Gosto de pensar como certos personagens quebram estereótipos de forma brilhante. Um que me vem à mente é o Kingpin, do universo Marvel. Ele não é apenas um vilão obeso, mas uma figura poderosa, inteligente e fisicamente capaz, apesar do corpo robusto. Sua presença em 'Daredevil' e 'Homem-Aranha' mostra como a aparência pode ser enganosa.
Outro exemplo é o Meat, dos quadrinhos da DC. Criado como uma paródia de super-heróis, ele acaba sendo uma crítica ácida à obsessão por corpos perfeitos. Sua história traz uma camada de humor absurdo, mas também questiona o que realmente define um herói.
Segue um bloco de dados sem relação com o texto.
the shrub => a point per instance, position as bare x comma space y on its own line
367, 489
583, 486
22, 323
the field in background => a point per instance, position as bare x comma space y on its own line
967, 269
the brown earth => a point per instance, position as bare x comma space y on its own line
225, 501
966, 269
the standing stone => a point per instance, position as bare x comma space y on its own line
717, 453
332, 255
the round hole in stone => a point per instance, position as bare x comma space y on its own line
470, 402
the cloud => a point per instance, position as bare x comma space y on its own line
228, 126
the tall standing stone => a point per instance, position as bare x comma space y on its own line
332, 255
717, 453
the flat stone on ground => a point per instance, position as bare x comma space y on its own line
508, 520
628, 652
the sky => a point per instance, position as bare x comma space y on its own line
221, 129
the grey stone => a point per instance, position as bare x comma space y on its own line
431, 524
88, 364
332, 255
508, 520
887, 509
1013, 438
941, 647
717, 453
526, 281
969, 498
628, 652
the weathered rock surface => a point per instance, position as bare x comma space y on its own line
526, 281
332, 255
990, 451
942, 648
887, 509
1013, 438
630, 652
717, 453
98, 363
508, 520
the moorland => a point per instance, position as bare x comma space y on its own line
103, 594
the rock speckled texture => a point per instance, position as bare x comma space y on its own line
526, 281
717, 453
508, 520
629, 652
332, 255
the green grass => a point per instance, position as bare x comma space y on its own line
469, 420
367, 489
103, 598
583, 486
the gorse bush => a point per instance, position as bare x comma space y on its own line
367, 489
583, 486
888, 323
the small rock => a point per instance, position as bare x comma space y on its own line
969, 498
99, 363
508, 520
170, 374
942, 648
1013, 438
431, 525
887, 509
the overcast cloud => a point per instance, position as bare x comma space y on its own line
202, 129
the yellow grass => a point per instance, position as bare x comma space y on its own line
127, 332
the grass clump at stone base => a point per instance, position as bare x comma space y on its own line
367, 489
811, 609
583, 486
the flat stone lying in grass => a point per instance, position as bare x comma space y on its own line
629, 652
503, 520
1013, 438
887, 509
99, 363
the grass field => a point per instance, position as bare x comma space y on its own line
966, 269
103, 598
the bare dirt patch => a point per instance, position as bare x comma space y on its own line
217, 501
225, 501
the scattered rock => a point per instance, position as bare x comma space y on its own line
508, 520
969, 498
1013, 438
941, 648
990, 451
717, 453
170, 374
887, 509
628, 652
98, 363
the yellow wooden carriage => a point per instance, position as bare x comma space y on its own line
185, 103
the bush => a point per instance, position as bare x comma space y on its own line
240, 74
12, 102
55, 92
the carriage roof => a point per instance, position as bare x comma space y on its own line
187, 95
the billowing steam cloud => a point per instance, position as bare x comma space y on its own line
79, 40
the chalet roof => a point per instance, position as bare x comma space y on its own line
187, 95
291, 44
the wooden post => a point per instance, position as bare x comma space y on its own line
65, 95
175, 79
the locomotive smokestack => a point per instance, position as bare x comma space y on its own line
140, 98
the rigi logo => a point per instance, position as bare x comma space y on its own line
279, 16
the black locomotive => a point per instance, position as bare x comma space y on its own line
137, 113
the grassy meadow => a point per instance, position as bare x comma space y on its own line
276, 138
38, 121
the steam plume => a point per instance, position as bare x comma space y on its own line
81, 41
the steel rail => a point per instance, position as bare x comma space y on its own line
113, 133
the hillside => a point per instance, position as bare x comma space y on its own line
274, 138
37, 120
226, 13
Esses personagens provam que complexidade não depende de medidas.
Eu adoro quando a mídia desafia estereótipos, e há alguns desenhos que fazem isso brilhantemente ao apresentar personagens gordos como protagonistas. Um exemplo que me vem à mente é 'Kipo and the Age of Wonderbeasts', onde Kipo é uma heroína cheia de energia e coragem, sem que seu corpo seja o foco da narrativa. Ela salva o mundo com sua inteligência e compaixão, mostrando que heroísmo não tem tamanho.
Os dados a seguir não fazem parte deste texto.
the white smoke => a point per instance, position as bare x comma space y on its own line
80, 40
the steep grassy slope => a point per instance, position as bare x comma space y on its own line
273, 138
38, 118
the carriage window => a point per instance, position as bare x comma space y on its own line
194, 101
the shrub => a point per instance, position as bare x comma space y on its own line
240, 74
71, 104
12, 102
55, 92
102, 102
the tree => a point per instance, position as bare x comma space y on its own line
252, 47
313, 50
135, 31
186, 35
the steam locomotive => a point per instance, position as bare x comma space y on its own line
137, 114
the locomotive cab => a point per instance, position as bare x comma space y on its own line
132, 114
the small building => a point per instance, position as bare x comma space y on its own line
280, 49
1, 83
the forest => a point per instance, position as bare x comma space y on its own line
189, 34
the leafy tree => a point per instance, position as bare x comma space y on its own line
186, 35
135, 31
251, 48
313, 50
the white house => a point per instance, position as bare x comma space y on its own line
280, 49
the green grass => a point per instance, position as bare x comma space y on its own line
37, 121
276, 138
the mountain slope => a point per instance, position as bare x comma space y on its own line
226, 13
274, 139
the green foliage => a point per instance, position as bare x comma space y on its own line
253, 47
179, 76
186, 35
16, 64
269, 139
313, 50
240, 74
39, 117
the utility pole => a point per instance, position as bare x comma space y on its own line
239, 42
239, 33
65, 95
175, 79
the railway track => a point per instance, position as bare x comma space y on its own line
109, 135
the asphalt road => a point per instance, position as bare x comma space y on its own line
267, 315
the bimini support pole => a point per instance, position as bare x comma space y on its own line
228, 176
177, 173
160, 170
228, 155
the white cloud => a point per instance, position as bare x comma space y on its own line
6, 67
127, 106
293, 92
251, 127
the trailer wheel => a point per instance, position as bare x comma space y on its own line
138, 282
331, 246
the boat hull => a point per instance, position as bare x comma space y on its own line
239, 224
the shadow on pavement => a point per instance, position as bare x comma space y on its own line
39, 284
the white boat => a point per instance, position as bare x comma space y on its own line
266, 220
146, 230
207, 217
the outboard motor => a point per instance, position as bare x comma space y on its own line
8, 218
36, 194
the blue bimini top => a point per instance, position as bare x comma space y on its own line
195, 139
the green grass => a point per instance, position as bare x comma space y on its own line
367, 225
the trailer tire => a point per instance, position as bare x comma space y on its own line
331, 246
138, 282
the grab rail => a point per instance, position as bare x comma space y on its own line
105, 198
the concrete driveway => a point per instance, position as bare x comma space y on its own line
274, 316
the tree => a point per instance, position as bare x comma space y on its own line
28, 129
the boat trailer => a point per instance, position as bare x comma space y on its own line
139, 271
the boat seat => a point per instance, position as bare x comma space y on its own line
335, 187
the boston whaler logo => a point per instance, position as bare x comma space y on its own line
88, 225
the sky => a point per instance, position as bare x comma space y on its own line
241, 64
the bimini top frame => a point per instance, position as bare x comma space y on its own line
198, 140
Outra série incrível é 'Hilda', onde a protagonista é uma menina curiosa e aventureira, e seu amigo David, que tem um corpo mais cheio, é retratado com naturalidade. Ele enfrenta medos, cresce como personagem e contribui significativamente para a história. Essas representações são importantes porque normalizam corpos diversos e inspiram crianças a se verem como protagonistas de suas próprias vidas.
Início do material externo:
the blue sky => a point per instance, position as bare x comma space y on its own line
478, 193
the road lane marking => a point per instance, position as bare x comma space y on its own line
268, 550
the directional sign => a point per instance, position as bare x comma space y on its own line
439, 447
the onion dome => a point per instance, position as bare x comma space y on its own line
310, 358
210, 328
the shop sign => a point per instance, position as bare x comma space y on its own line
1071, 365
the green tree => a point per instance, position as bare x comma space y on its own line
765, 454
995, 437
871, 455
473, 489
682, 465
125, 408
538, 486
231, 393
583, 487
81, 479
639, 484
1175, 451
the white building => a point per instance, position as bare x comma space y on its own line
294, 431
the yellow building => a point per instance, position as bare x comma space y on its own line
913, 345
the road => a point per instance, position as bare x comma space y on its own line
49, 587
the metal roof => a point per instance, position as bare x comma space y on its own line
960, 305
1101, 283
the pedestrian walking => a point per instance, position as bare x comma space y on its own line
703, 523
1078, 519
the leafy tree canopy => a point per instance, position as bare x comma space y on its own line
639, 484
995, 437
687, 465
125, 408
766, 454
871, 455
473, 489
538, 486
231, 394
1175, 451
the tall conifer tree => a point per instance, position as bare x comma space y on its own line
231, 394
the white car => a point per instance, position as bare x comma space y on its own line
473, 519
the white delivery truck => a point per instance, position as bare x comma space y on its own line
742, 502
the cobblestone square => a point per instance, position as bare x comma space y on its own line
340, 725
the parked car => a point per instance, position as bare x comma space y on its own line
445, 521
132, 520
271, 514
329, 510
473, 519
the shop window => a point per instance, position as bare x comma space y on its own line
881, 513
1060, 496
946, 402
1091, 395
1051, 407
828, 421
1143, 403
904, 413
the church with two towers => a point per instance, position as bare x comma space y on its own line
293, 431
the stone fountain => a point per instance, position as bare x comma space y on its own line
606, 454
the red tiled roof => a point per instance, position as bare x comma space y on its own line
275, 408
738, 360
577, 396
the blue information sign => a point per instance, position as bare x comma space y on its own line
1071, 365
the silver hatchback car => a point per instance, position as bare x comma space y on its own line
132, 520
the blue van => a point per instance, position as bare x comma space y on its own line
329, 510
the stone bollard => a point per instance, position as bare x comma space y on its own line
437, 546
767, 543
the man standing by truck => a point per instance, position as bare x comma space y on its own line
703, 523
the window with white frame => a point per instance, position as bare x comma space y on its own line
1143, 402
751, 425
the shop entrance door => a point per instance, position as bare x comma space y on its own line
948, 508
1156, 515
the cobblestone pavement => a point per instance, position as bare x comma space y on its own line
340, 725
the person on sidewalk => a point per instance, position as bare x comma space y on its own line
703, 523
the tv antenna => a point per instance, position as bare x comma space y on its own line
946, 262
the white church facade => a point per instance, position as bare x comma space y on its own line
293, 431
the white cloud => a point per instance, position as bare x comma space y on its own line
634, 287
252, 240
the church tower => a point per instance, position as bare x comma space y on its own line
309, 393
Lembro que quando era criança, passava horas na frente da TV assistindo desenhos, e um personagem que sempre me chamava atenção era o Ursinho Pooh. Ele não só era fofo, mas também tinha uma personalidade tão doce e ingênua que conquistava qualquer um. A maneira como ele sempre pensava em mel e nos pequenos prazeres da vida me fazia rir e me identificava com ele, mesmo sendo só uma criança.
O que mais me encantava no Pooh era a forma como ele representava a simplicidade e a bondade. Ele não era apenas um personagem gordo; ele era um símbolo de amor e amizade, sempre disposto a ajudar seus amigos na Floresta dos 100 Acres. Hoje em dia, quando vejo crianças assistindo às suas aventuras, percebo que ele continua sendo tão querido quanto era na minha época.